Here’s an
update on Dave Regan’s 2018 ballot initiative bonanza:
The ballot initiative campaign with the highest price-tag in California's 2018 midterm elections isn’t about rent control or the gas tax, it’s about kidney dialysis, and specifically, how much profit providers can make from the procedure.
Supporters and opponents of Proposition 8, the “Fair Pricing for Dialysis Act,” have contributed almost $120 million during the 2018 campaign season.
(Samuel
Metz, “California's
most expensive proposition battle pits kidney dialysis providers against unions,”
Palm Springs Desert Sun, Oct. 16, 2018)
In fact, these
numbers have grown even higher since the article was published three days ago.
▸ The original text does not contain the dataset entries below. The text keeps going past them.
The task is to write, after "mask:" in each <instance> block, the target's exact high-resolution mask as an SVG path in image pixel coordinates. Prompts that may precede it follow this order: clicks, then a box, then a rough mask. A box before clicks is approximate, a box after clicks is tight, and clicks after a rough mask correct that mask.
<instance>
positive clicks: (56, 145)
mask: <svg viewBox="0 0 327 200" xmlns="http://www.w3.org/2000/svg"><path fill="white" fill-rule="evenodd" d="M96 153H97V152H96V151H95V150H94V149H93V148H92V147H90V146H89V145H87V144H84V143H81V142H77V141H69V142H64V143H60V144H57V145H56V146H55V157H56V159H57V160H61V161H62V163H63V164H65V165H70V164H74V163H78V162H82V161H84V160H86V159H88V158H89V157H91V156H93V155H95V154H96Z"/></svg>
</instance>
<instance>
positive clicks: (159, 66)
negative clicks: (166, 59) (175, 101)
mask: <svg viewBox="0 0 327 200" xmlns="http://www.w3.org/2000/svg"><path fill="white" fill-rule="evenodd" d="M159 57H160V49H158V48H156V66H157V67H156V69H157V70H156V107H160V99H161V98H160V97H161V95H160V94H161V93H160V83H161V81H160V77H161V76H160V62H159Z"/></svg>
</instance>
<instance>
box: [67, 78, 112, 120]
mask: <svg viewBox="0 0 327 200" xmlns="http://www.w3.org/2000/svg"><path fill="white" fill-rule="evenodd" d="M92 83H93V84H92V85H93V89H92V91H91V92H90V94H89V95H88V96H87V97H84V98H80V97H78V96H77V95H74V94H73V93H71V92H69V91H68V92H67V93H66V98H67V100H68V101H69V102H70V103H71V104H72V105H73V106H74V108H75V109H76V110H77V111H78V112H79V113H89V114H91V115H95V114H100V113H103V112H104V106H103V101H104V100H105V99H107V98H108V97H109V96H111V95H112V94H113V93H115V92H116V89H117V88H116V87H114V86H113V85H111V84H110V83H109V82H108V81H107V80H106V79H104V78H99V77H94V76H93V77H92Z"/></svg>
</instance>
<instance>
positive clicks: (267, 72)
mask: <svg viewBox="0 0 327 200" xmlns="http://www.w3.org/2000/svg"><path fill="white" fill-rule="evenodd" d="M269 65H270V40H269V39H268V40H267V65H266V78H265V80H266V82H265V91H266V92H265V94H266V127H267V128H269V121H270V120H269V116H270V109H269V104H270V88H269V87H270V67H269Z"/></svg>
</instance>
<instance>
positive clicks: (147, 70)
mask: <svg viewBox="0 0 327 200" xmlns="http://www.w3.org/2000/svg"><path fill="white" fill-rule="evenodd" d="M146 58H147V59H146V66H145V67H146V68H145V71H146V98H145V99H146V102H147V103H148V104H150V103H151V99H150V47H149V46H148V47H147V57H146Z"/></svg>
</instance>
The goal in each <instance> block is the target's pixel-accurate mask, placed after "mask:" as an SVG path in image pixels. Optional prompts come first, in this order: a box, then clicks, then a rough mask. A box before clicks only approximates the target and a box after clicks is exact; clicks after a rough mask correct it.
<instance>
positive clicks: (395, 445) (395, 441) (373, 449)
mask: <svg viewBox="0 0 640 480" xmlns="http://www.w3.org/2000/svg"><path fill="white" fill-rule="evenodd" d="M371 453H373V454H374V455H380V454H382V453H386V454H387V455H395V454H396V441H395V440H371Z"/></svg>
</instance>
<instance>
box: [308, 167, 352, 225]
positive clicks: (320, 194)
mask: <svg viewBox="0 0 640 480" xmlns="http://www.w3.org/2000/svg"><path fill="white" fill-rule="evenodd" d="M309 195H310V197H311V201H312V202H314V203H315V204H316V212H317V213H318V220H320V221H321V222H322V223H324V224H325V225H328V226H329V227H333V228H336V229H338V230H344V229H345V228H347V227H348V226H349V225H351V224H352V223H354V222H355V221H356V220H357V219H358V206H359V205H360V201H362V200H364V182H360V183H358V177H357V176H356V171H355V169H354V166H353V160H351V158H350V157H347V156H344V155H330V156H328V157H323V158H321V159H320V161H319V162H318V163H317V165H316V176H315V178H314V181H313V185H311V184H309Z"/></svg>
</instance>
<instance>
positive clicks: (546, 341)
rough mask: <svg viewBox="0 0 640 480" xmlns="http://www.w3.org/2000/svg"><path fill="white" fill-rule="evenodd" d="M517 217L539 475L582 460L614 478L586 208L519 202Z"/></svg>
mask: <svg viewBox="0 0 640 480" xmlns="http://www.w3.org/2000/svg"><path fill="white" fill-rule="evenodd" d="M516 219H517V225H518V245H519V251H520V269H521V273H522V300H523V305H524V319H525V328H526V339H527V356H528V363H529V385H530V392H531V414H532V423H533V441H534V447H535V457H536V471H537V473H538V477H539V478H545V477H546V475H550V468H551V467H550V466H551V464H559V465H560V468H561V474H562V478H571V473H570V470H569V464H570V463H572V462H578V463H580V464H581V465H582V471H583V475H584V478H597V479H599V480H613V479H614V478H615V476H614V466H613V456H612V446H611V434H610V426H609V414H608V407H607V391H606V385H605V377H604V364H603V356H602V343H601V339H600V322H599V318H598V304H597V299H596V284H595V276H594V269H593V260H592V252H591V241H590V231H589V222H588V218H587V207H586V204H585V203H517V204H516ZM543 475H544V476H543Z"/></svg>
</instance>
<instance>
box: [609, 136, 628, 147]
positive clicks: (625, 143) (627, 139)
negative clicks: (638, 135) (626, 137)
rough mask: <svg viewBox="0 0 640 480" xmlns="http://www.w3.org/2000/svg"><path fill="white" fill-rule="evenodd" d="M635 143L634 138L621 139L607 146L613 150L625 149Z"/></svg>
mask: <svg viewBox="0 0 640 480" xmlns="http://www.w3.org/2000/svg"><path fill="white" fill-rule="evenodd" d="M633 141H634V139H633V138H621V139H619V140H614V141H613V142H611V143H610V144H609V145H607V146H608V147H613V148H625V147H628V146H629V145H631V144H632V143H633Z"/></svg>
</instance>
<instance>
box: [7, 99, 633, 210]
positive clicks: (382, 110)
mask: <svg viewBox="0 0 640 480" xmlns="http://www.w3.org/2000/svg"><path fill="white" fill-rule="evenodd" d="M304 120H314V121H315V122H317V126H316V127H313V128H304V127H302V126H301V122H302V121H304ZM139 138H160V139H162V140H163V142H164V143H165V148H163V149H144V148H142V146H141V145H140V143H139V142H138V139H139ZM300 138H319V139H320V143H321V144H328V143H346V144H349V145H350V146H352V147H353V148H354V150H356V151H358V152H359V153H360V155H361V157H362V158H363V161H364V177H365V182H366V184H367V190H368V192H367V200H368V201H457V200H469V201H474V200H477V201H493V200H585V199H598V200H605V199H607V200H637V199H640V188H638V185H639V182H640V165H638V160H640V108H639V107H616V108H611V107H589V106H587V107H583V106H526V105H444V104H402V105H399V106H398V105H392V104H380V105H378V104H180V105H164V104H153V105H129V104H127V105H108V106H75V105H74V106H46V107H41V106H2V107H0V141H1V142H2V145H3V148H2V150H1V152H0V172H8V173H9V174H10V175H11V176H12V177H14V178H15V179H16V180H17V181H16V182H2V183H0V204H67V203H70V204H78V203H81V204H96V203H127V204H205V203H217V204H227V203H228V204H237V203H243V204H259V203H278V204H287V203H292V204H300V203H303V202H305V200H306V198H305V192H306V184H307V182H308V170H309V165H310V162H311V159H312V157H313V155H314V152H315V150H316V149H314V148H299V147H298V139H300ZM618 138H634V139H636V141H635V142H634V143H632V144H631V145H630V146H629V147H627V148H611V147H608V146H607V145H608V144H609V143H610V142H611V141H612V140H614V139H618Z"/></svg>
According to the California
Secretary of State, Regan has pumped $20.4 million into the campaign while
opponents have poured $105.6 million into their effort.
Regan
launched this statewide ballot initiative after SEIU-UHW was unsuccessful in organizing
kidney dialysis workers a couple of years ago. Regan hoped his punitive measure
would serve as leverage to force the industry into a backroom unionization deal
-- just like Regan tried to do with the California
Hospital Association.
Apparently, Regan’s
threats weren’t enough.
According to
one source, the two sides met in Sacramento to discuss a possible deal just days
before the deadline for withdrawing initiatives from the ballot. After 30
minutes, however, the meeting reportedly ended when Regan stormed out of the
room.
That’s what led
to the full-on fight we’re now witnessing at the ballot box… with Regan’s
billionaire opponents pouring five times as much money into their campaign as
Regan.
At this
point, it’s impossible for SEIU-UHW to finagle any sort of deal from the
industry as Regan no longer has the ability to remove his initiative from the
ballot.
So, SEIU-UHW
is left in a no-win position… even as it spends tens of millions of its members’
dollars on a no-win proposition.
Meanwhile, SEIU-UHW’s
public image is taking a beating in the press. All of the state’s major newspapers
have editorialized against Regan’s initiative including the Los Angeles Times, San
Francisco Chronicle, Sacramento Bee, San Diego Union-Tribune, San Jose Mercury
News, Fresno Bee, La Opinión, Santa Rosa Press Democrat, Modesto Bee and Bakersfield
Californian.
Many of the
newspapers are angry at Regan’s repeated attempts to use the initiative process
as a bargaining chip rather than a tool to create better public policy. For example,
the Santa Rosa Press Democrat writes:
Proposition 8 is nothing short of an abuse of California’s initiative process, which allows anyone with enough money to put a proposed law on the ballot.
This initiative is designed to punish dialysis clinic operators who have resisted union efforts to organize their employees. Voters shouldn’t play along.
We don’t have a position on whether clinic employees should unionize. However, we’re absolutely certain that voters shouldn’t be asked to judge a regulatory scheme for a specialty medical procedure that literally is a matter of life and death for tens of thousands of California residents suffering from serious kidney disease. That’s a job for the Legislature and the state Department of Public Health Services.
Proposition 8, sponsored by the Service Employees International Union-United Healthcare Workers West, supposedly is about improving conditions at the 588 licensed dialysis clinics around the state. Yet there is nothing in this initiative about standards of patient care…
This isn’t the first time these unions have used ballot initiatives to try to gain leverage at the bargaining table. But this fight doesn’t belong on the ballot, as voters are in no position to write accounting rules for dialysis clinics.
To date, Regan
has gambled tens of millions of dollars of his members’ money on ballot
initiatives… without success. This year, he introduced no fewer than 10
initiatives.
Imagine if he had instead spent $20 million on training
rank-and-file organizers, mounting aggressive contract fights, winning improved
standards for workers and patients, and launching grass-roots organizing campaigns.
It means fewer challenges to his personal power atop the union.